Psalm 27: 1, 7-9, 13-14
The responsorial psalm for this week is from Psalm 27. Tradition has handed down its two sections (v 1–6, v 7–14) as one psalm, though each part could be understood as complete in itself.
Asserting boundless hope that God will bring rescue (v 1–3), the psalmist longs for the presence of God in the temple and protection from all enemies (v 4–6). In the second section, there is a clear shift in tone (v 7–12); the climax of the poem comes with “I believe” (v 13).
The LORD is my light and my salvation; whom should I fear? The LORD is my life’s refuge; of whom should I be afraid?
The psalm begins with the assertion, in the form of a soliloquy, emphasized in two questions, that the Lord is the psalmist’s salvation and refuge.

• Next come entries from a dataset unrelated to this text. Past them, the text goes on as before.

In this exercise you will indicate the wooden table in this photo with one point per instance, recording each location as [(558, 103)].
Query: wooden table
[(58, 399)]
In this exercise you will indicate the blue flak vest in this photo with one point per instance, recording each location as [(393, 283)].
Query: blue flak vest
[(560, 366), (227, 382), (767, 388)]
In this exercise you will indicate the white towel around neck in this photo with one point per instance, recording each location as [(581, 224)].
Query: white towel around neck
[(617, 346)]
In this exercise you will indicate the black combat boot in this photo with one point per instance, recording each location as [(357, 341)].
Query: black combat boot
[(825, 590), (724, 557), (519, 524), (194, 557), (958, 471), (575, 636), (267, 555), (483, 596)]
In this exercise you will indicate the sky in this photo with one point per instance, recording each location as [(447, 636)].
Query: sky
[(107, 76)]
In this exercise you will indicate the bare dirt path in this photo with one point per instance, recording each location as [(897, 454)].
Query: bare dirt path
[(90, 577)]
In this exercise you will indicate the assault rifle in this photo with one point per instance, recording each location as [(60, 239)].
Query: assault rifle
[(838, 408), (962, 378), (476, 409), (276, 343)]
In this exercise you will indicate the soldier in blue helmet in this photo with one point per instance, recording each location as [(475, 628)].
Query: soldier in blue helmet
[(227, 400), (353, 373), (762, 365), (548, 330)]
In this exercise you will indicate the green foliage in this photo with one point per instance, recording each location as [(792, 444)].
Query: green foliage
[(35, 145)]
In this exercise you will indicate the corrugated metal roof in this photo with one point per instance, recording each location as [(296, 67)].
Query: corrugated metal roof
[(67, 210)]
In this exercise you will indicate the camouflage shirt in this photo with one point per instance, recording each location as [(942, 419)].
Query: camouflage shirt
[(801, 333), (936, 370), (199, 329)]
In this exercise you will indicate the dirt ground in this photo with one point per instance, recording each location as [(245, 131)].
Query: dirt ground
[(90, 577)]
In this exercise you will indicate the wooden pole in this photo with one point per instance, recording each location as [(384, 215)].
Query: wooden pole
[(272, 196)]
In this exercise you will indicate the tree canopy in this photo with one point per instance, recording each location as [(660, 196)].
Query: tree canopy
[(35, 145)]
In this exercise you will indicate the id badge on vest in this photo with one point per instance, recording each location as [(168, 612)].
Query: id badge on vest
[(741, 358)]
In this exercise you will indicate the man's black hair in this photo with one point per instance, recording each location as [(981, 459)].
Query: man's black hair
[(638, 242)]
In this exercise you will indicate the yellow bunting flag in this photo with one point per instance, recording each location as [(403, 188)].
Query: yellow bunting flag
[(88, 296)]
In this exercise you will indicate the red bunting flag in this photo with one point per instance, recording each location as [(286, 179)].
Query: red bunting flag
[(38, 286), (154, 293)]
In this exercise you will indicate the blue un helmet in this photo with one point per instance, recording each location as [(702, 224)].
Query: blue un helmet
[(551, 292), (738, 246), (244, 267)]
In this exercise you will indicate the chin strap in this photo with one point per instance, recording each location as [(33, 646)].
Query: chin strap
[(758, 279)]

The words, “The Lord is my light…” can be read by Christians in connection with Jesus’ words, “I am the light of the world; he who follows me will not walk in darkness, but will have the light of life” (John 8:12).
Hear, O LORD, the sound of my call; have pity on me, and answer me.
The psalmist’s entreaty, perhaps made in the temple, asks the Lord to hear him when he cries out to him.
Of you my heart speaks; you my glance seeks. Your presence, O LORD, I seek. Hide not your face from me; do not in anger repel your servant. You are my helper: cast me not off.
“In the most hidden place, where only you may hear it, my heart says to you: Lord, I seek your face, and I will continue in this search, without ever taking rest, so that I may love you freely, for I will never find anything more precious than you [your face]” (Saint Augustine, Enarrationes in Psalmos, 26, 8).
I believe that I shall see the bounty of the LORD in the land of the living.
The risen Christ gives full meaning to the phrase “the land of the living,” for it is in heaven that the true sanctuary of God is to be found, and heaven is where we can forever see the face of the Lord.
Wait for the LORD with courage; be stouthearted, and wait for the LORD.
The psalmist exhorts others to keep up their spirits in the midst of dangers and difficulties. Those that wait upon the Lord have reason to be of good courage.